E uma terceira comédia, desta vez russa. Outro veterano de Cannes, Pavel Lounguine, que se impôs no cenário internacional com ‘‘Taxi Blues’’, em 1990. Agora ele assina ‘‘Le Noce’’(As Núpcias), uma espécie de filme-indagação sobre o destino dos russos no próximo milênio.
Ao reunir duas famílias e uma comunidade do interior (Lipki, a 200 quilômetros de Moscou) para uma festa de casamento, Lounguine quer no fundo saber o que vai ser feito do dia-a-dia dos russos, a família, o amor, a infância, a amizade. Ele questiona, sempre em chave de humor, sobre o destino dos velhos costumes e valores. O ritmo do filme é quase alucinante, como se as dúvidas que atormentam o diretor tivessem a urgência do instante.

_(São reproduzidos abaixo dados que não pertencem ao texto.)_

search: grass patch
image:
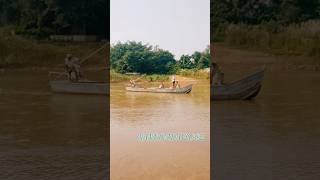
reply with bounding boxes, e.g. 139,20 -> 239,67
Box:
177,69 -> 210,79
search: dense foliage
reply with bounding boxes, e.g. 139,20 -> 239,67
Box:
110,42 -> 210,74
210,0 -> 320,41
0,0 -> 109,38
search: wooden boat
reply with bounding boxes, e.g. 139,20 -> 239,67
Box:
50,80 -> 109,95
211,69 -> 265,100
126,84 -> 192,94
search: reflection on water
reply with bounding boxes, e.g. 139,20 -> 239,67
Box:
110,82 -> 210,180
0,70 -> 109,180
211,72 -> 320,180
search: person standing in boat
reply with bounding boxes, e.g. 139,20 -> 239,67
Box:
171,75 -> 177,88
211,62 -> 224,85
210,46 -> 224,85
65,54 -> 82,81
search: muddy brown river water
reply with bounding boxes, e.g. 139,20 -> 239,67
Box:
110,81 -> 210,180
0,70 -> 320,180
0,70 -> 109,180
211,72 -> 320,180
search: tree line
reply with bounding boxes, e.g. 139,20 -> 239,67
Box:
110,41 -> 210,74
0,0 -> 109,38
210,0 -> 320,38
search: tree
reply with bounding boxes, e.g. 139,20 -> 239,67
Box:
179,55 -> 195,69
110,41 -> 176,74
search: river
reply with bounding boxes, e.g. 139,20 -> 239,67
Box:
211,71 -> 320,180
110,81 -> 210,180
0,70 -> 109,180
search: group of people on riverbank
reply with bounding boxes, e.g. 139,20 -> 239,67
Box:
65,46 -> 224,88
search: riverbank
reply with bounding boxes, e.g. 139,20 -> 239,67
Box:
0,28 -> 107,69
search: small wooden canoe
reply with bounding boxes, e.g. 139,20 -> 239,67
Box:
211,69 -> 265,100
50,80 -> 109,95
126,84 -> 192,94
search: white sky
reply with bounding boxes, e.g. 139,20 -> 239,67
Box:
110,0 -> 210,58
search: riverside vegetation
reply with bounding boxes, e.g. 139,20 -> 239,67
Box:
211,0 -> 320,59
110,41 -> 211,82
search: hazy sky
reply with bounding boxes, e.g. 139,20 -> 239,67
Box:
110,0 -> 210,57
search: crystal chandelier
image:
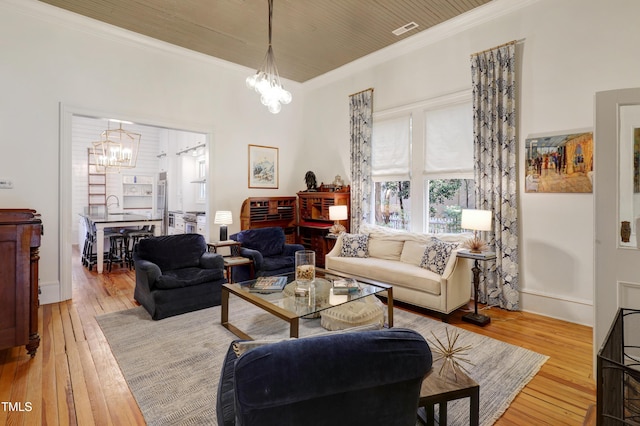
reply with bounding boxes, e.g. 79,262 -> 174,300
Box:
247,0 -> 291,114
93,123 -> 141,172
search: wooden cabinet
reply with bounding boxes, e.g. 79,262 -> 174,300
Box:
240,197 -> 296,243
298,191 -> 351,268
0,209 -> 42,356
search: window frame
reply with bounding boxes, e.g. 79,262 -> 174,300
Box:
370,89 -> 473,233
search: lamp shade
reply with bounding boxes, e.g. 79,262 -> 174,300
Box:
460,209 -> 492,231
329,206 -> 349,220
213,210 -> 233,225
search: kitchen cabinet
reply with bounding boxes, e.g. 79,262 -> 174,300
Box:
122,175 -> 154,210
0,209 -> 42,357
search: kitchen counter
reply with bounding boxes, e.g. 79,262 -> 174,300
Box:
84,213 -> 162,274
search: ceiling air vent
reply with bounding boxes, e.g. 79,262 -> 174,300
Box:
391,22 -> 418,35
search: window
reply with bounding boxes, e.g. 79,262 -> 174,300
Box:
371,91 -> 475,233
197,158 -> 207,203
371,115 -> 411,229
423,102 -> 475,233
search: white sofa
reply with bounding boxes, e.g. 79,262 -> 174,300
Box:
325,225 -> 473,315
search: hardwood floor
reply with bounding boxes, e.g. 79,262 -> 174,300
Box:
0,248 -> 596,426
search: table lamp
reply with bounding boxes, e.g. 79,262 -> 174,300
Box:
460,209 -> 492,253
213,210 -> 233,241
329,206 -> 349,234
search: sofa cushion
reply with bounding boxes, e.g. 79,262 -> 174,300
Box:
340,233 -> 369,257
369,236 -> 404,260
262,256 -> 296,271
325,256 -> 440,295
400,241 -> 427,266
420,237 -> 458,275
136,234 -> 207,273
154,268 -> 224,290
232,227 -> 286,257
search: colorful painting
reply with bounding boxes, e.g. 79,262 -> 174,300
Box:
633,127 -> 640,193
525,132 -> 596,193
249,145 -> 278,189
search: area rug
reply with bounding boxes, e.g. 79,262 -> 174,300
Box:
97,296 -> 548,425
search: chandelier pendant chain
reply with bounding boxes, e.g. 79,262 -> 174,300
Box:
246,0 -> 291,114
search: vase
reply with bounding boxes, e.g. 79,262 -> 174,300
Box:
620,220 -> 631,243
295,250 -> 316,289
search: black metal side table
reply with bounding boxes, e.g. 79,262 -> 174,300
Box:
457,250 -> 496,326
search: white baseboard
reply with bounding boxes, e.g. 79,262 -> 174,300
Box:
39,281 -> 62,305
520,290 -> 594,327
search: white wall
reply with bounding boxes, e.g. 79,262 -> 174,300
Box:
305,0 -> 640,325
0,0 -> 303,303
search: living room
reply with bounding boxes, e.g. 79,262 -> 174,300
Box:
0,0 -> 640,424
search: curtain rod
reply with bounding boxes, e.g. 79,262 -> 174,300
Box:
469,38 -> 525,56
349,87 -> 373,96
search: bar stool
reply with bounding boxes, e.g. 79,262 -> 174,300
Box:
122,225 -> 155,269
106,231 -> 126,272
82,217 -> 110,271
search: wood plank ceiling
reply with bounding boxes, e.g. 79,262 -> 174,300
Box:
40,0 -> 490,82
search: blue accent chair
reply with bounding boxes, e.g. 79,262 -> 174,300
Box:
216,328 -> 432,426
230,227 -> 304,282
133,234 -> 227,320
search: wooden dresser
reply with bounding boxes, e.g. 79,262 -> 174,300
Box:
0,209 -> 42,357
298,186 -> 351,268
240,197 -> 296,244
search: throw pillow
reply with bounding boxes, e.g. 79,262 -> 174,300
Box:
340,233 -> 369,257
420,237 -> 458,275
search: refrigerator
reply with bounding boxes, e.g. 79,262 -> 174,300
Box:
156,172 -> 169,235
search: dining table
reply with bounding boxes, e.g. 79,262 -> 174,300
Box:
86,213 -> 162,274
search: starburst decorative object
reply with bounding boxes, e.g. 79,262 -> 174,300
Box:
246,0 -> 291,114
427,329 -> 473,381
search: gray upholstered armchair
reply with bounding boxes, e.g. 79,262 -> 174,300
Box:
216,328 -> 432,426
133,234 -> 227,320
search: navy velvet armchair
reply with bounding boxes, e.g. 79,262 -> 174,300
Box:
230,227 -> 304,282
133,234 -> 227,320
216,328 -> 432,426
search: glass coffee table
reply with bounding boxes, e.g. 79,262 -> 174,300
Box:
220,270 -> 393,340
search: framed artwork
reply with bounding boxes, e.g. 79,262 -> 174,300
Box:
524,131 -> 593,193
633,127 -> 640,193
249,145 -> 278,189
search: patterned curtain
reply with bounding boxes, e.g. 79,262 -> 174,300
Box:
471,42 -> 520,310
349,89 -> 373,233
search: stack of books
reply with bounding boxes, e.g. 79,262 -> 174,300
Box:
333,278 -> 360,294
249,276 -> 287,293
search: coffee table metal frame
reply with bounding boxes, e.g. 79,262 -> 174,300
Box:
220,274 -> 393,340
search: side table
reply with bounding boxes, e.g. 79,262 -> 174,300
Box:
207,240 -> 255,283
418,360 -> 480,426
207,240 -> 242,256
457,250 -> 496,326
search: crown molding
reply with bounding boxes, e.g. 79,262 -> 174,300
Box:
0,0 -> 300,86
303,0 -> 540,90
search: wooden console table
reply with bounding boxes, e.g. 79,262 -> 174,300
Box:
0,209 -> 42,357
418,360 -> 480,426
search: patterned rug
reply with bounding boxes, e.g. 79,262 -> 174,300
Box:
97,296 -> 548,425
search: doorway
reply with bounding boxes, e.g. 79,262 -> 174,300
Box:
59,104 -> 212,301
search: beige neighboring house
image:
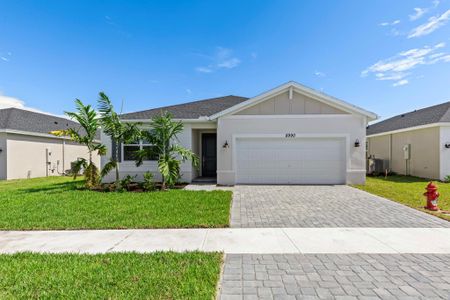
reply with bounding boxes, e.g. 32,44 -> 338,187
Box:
102,82 -> 377,185
367,102 -> 450,180
0,108 -> 100,179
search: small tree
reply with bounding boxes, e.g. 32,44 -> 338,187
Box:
51,99 -> 106,188
98,92 -> 140,189
136,112 -> 198,190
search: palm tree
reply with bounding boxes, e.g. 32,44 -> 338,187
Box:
136,112 -> 198,190
98,92 -> 140,189
51,99 -> 106,188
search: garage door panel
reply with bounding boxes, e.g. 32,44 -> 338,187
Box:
236,138 -> 346,184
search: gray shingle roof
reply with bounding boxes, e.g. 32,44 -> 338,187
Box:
0,108 -> 100,138
367,102 -> 450,135
121,96 -> 248,120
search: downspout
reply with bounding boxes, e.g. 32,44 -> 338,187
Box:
389,134 -> 392,171
61,138 -> 66,176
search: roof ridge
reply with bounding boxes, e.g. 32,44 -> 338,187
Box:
120,95 -> 249,116
439,101 -> 450,122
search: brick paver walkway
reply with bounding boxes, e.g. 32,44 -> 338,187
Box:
231,185 -> 450,228
220,254 -> 450,300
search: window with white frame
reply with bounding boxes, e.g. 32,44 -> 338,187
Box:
122,140 -> 158,161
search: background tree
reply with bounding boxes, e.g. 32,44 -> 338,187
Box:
51,99 -> 106,188
98,92 -> 141,189
136,112 -> 199,190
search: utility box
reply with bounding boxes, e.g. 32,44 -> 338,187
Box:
403,144 -> 411,160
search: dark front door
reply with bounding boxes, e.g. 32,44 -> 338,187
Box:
202,133 -> 217,177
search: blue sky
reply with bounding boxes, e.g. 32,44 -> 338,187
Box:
0,0 -> 450,122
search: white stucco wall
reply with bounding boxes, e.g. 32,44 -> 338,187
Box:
6,133 -> 100,179
439,126 -> 450,180
217,114 -> 366,185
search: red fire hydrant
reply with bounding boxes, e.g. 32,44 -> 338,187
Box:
423,181 -> 439,211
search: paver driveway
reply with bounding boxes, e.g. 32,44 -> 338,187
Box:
220,254 -> 450,300
231,185 -> 450,228
220,186 -> 450,300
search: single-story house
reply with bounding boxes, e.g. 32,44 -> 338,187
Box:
367,102 -> 450,180
0,108 -> 100,179
102,82 -> 377,185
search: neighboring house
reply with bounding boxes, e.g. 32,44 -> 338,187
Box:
0,108 -> 100,179
102,82 -> 377,185
367,102 -> 450,180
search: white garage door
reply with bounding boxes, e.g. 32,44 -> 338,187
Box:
236,138 -> 346,184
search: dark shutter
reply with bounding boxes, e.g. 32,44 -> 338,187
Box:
111,140 -> 122,162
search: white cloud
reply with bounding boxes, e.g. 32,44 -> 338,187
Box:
392,79 -> 409,87
409,7 -> 428,21
217,57 -> 241,69
408,9 -> 450,38
378,20 -> 400,26
361,43 -> 450,86
195,47 -> 241,73
0,91 -> 68,119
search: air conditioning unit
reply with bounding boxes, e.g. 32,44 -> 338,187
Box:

Dramas de época inspirados pela literatura. Os franceses adoram, aplaudem. O resultado é sempre mais ou menos o mesmo. Cinema sólido, uma elegância romântica mas fria, estupendos valores de produção, elenco com múltiplas chances de brilho. Isto é ‘‘Les Destinées Sentimentales’’, de Olivier Assayas, com Isabelle Huppert, Emmanuelle Béart e Charles Berling.
Baseado em romance de Jacques Chardonne, o filme é uma superprodução sobre uma França de começo de século, apanhada pela convulsão social, entre o velho e o novo, a guerra e as transformações sentimentais. Nada excepcional, mas a bandeira do país sai bem representada.